Op diezelfde website is ook het gedicht in het handschrift van de dichter te zien. Het is nog wel aardig om te noteren dat de dierenliefde van Burns bepaald modern aan doet.

Het gedicht bestaat uit vier strofen van vier regels, geschreven in een vijfvoetige jambe (het metrum van de versregel doet vijf keer pom-póm). Ik heb er in vertaling een zesvoetige jambe van gemaakt. (Misschien dat ik er later nog een vertaalversie aan toevoeg die geschreven is in een vijfvoetige jambe.) Omdat het een achttiende-eeuws gedicht betreft heb ik een paar wat oudere zinswendingen gebruikt.

De eerste strofe beschrijft de woede van de spreker bij het zien van de gewonde haas. Hij wenst de schutter niet veel goeds toe. In de tweede en de derde strofe wendt de spreker zich tot de haas, en is de toon teder. In de vierde strofe beschrijft de spreker wat hij missen zal als de haas er niet meer is, en keert nog één keer zijn agressie jegens de schutter terug.

Deze vertaling is de derde vertaling die ik heb gemaakt voor vertaalgenootschap De Weerklank. Ik heb al eens iets over dat genootschap verteld bij mijn vertaling van Japanse esdoorn van Clive James.

Geluidsopname

Geluidsopname van de vertaling – Arie Sonneveld

Vertaling:

De gewonde haas

Beestachtig mens!
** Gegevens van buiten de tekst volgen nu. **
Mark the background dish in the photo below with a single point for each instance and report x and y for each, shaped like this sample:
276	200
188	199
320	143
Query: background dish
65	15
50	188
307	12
Vervloekt zij jouw barbaarse daad,
en doem verdienen jouw twee moordbeluste ogen;
dat vreugde nooit jouw wrede hart verkwikken moge,
en dat geen mededogen ooit jou van je schuld ontslaat.

Hou even vol nog, arme zwerver van de heide,
bij ‘t bitter stukje van het leven dat nog rest!
Er zal geen verpozing zijn, geen voedsel, geen nest
in ’t dichte struikgewas of in de groene weiden.

Zoek dan, verminkte stakker, een plekje voor vrede,
en vrede niet alleen, maar waar je sterven kunt!
Het beschermend ruisen zij je zeker gegund,
de koude aarde neemt jouw warme bloed wel mede.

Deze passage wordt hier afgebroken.